Acute Flaccid Myelitis
Acute Flaccid Myelitis (AFM) is a type of inflammation in the spinal cord that has specific clinical and MRI features. AFM abnormalities noted on MRI are predominantly found in the gray matter (lower motor neuron) of the spinal cord. In 2012, an outbreak of AFM occurred in California and more cases were reported in the summer and fall of 2014, 2016, and 2018 across the United States. Non-polio enteroviruses have been implicated as potential causal factors in the development of AFM. The enterovirus D68 and enterovirus A71 have been suspect in many of these cases, although others such as coxsackie viruses have been implicated as well.

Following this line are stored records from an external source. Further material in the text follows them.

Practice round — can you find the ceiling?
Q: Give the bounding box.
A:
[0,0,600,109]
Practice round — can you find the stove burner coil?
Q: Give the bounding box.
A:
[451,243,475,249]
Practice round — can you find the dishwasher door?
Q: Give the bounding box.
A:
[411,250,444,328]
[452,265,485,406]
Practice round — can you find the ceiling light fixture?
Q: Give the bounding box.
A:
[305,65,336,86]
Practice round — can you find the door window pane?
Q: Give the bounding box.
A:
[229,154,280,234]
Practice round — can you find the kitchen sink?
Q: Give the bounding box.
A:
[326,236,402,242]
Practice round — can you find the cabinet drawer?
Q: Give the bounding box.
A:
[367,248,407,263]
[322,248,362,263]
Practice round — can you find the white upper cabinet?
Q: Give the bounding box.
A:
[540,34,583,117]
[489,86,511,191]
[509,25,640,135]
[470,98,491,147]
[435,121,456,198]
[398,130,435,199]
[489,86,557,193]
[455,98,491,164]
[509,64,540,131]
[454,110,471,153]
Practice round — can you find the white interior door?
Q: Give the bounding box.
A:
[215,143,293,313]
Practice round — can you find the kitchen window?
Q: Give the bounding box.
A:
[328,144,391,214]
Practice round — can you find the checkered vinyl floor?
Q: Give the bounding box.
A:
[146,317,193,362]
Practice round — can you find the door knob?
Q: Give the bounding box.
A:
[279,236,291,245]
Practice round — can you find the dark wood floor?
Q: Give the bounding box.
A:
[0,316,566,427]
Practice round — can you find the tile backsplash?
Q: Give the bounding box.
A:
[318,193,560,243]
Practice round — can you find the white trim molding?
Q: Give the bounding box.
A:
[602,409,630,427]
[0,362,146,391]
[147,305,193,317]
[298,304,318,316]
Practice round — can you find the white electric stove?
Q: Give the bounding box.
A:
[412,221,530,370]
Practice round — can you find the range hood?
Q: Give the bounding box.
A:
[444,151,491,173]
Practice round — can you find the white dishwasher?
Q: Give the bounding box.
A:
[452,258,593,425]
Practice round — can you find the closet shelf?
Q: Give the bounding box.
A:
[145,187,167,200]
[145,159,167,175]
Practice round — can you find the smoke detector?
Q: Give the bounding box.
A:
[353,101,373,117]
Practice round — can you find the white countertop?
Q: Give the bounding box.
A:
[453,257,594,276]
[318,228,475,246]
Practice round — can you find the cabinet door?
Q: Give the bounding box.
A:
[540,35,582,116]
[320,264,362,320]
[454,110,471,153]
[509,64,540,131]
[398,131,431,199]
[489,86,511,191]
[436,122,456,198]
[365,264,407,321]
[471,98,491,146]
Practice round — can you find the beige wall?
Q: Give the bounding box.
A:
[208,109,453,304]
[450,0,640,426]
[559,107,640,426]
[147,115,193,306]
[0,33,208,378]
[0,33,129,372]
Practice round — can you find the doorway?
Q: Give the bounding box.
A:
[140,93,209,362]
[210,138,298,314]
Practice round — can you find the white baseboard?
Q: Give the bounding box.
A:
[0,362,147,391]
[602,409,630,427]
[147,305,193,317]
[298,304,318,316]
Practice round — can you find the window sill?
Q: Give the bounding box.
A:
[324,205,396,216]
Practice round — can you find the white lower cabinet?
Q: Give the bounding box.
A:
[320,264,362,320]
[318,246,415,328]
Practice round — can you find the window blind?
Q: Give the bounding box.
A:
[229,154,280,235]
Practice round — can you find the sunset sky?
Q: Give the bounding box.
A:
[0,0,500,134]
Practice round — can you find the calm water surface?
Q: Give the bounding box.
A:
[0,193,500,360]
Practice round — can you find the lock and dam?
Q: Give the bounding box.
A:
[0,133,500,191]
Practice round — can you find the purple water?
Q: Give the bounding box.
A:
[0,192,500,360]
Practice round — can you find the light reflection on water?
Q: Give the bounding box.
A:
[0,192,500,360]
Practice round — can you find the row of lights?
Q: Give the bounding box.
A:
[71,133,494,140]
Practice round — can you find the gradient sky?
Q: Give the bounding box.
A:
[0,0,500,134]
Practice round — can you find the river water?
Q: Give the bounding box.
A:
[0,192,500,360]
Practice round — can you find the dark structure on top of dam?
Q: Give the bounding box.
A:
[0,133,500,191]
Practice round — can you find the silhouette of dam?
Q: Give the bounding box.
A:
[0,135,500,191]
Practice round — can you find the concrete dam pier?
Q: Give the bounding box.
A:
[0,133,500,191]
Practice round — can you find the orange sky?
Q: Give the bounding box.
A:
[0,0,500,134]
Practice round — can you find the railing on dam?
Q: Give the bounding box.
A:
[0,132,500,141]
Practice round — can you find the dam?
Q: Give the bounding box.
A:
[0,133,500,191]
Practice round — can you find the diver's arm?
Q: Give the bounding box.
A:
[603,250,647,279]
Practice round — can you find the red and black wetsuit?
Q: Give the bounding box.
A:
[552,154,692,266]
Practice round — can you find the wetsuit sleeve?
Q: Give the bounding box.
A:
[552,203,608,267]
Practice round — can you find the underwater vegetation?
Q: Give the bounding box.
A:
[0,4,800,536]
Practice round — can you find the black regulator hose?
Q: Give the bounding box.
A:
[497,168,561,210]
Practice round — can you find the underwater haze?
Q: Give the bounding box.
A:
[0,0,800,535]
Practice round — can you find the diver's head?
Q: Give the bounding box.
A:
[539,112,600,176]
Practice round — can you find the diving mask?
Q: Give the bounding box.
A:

Enterovirus D68 most often causes a respiratory illness and has been circulating in the United States during the summer and fall every two years since 2014, which coincides with the increase of cases of AFM seen every other year. It has not been definitively proven that these particular viruses have directly caused cases of AFM but the temporal onset of neurological symptoms with infections produced by those viruses implicate them as direct or indirect triggers of the neurological problem.
There are no conclusive studies that identify the actual numbers of individuals specifically affected by AFM, but from 2014 to 2018, the CDC confirmed over 500 reports of those affected by AFM. Not all cases are reported to the CDC nor confirmed by the CDC, so this number is likely an underestimation. There have been reports of AFM in both children and adults, but AFM cases primarily affect children under the age of 18.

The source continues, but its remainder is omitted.